Table 2 shows the best results obtained for the nine benchmark sequences, which are highly influenced by the population size. The empty value, marked with a “–” in the table, indicates that no data are available in the literature.

Figure 9 further illustrates how the population size affects the results, with the first benchmark sequence of length 20 used as an example. Similar trends were observed for other sequences, where shorter sequences (less than 50 AAs) reached optimal conformations rapidly by increasing the population size, while longer sequences did not reach the optimum.

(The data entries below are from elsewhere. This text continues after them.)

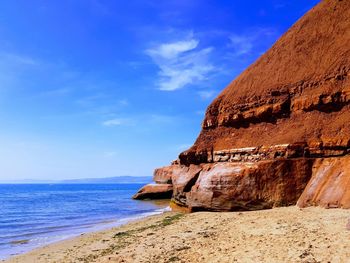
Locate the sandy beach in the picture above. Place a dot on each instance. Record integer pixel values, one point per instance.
(285, 234)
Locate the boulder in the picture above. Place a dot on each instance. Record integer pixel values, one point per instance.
(329, 186)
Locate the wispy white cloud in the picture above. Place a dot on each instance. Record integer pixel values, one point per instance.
(173, 50)
(183, 147)
(206, 94)
(245, 44)
(181, 63)
(118, 122)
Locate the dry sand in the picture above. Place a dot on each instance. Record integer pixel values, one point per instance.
(278, 235)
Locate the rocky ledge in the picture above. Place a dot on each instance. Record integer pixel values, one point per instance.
(279, 134)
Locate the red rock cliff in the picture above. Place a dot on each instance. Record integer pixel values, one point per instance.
(275, 126)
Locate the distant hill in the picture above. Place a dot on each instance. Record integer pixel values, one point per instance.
(110, 180)
(107, 180)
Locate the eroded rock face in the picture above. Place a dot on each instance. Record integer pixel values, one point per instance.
(284, 120)
(154, 191)
(330, 184)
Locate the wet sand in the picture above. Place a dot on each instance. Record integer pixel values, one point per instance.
(285, 234)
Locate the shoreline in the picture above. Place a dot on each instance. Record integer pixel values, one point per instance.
(22, 247)
(276, 235)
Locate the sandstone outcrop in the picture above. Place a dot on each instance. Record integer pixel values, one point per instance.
(154, 191)
(280, 131)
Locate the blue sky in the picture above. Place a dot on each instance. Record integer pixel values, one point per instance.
(99, 88)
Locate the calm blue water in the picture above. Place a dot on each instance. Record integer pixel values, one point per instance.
(35, 215)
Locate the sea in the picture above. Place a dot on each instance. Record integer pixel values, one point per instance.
(34, 215)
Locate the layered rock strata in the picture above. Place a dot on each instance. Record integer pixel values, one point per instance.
(281, 130)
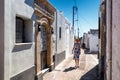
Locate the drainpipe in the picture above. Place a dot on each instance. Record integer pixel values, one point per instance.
(111, 40)
(56, 36)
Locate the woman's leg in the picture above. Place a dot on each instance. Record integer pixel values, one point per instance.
(77, 62)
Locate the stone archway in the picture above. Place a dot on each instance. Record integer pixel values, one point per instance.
(43, 44)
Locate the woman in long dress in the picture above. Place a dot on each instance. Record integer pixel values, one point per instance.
(76, 52)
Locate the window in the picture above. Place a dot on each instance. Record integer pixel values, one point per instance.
(19, 30)
(59, 32)
(24, 30)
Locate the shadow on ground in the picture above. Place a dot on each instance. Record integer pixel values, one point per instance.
(69, 69)
(91, 75)
(87, 51)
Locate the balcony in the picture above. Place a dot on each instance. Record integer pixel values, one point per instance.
(44, 9)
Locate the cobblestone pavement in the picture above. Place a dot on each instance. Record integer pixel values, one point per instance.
(66, 70)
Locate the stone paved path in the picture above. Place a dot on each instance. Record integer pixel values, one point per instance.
(66, 70)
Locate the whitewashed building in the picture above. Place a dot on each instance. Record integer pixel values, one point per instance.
(63, 38)
(17, 44)
(93, 40)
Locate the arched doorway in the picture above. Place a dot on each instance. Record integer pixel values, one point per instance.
(43, 45)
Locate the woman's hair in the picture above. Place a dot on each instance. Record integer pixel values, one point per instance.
(77, 40)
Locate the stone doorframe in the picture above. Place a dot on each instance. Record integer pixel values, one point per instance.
(43, 22)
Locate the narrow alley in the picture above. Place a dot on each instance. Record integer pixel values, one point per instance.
(66, 70)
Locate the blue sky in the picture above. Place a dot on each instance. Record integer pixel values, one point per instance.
(87, 12)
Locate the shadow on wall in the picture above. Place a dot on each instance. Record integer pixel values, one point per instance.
(91, 75)
(21, 47)
(31, 4)
(87, 51)
(69, 69)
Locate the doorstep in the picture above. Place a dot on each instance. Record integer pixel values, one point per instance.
(40, 75)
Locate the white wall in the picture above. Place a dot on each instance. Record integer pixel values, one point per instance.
(61, 43)
(93, 42)
(18, 57)
(2, 39)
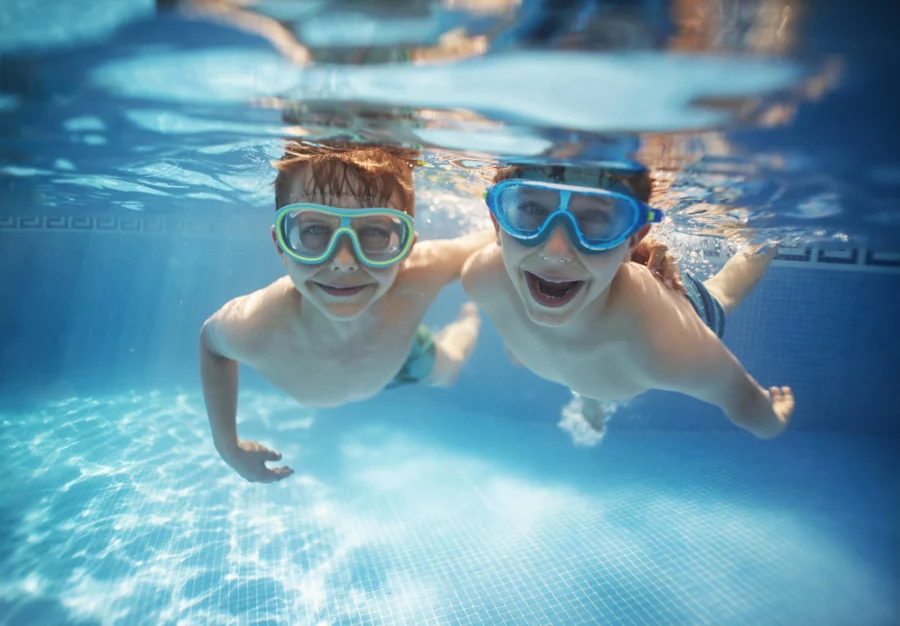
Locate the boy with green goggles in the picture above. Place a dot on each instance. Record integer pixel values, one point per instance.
(346, 321)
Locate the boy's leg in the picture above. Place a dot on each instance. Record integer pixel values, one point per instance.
(740, 275)
(453, 345)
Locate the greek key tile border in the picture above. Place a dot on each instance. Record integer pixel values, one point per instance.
(854, 259)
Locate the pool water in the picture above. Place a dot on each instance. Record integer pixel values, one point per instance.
(136, 149)
(410, 512)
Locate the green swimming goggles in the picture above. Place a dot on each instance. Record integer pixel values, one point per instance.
(309, 233)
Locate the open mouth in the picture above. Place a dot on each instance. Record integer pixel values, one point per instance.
(551, 292)
(339, 290)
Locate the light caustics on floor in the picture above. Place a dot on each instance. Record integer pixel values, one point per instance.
(120, 512)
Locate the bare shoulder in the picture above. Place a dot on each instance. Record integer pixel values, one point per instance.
(674, 343)
(243, 327)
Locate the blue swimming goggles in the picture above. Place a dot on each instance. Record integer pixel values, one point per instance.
(596, 219)
(309, 233)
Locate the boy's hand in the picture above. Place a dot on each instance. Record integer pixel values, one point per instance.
(782, 403)
(249, 460)
(656, 256)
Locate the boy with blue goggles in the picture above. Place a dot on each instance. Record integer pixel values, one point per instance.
(569, 305)
(596, 219)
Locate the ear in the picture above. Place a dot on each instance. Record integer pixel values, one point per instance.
(636, 238)
(496, 228)
(277, 247)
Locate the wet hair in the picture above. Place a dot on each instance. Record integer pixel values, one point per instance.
(640, 183)
(371, 173)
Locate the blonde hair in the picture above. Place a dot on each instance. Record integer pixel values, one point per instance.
(373, 173)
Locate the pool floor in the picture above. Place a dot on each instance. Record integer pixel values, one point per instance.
(116, 510)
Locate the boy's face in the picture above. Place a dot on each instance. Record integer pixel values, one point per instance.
(554, 279)
(341, 287)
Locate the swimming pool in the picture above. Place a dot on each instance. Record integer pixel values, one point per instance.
(137, 199)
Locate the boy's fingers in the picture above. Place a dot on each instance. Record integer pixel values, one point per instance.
(269, 455)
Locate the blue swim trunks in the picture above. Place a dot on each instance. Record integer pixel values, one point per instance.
(707, 307)
(420, 361)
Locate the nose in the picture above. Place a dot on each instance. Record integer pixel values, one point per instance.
(557, 247)
(344, 259)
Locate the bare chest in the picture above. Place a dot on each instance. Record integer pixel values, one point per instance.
(324, 372)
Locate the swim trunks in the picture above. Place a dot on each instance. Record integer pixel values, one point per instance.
(420, 361)
(707, 307)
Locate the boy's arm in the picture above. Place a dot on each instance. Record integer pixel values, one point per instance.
(708, 371)
(681, 354)
(219, 375)
(219, 350)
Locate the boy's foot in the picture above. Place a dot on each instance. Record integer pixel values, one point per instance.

The algorithm indicates good convergence, as the optimum conformation is typically achieved within 100 generations for small conformations. However, for larger conformations, significant improvements were not observed after 100 generations. The algorithm’s robustness was confirmed by repeating executions with the same parameters 20 times, resulting in a relatively low standard deviation. The box plot in Figure 9 presents the quartile median calculus.

Table 3 and Table 4 show the best conformations obtained by MC, SA and ACGA for the 2D square and 3D cubic lattices, respectively. In conclusion, even for long proteins, the ACGA approach offers a reasonable possibility of finding solutions very close to the optimal ones.

Algorithms Comparison. The comparative analysis of the implemented algorithms gave the following observation:

MC achieved the low energy results (can be seen in the Table 2) and has dynamic search behaviour with exploratory capability. However, due to its fixed temperature, it is prone to high fluctuations and occasional instability.
SA displayed a similar convergence and stability with MC, and was more resilient to local optima thanks to its cooling schedule. Overall, its results (energy) are slightly better those of MC algorithm.
ACGA was effective at exploring diverse conformations and maintaining population diversity. Its performance depends strongly on the balance between exploration and exploitation parameters, such as mutation rate and selection pressure. Among the three algorithms, ACGA obtained the best energy for every sequence, as shown in Table 2.

6. Discussion

MC proved the advantage of simplicity in implementation and high efficiency in small search spaces. However, the limitations include a large fluctuation that may lead to inconsistent solutions.

SA proved to have increased stability (without extreme oscillations) and achieved better energy compared to MC. Main disadvantage consists of in the fact that MC and SA find conformations with the high energy, far from the energy of optimal conformation.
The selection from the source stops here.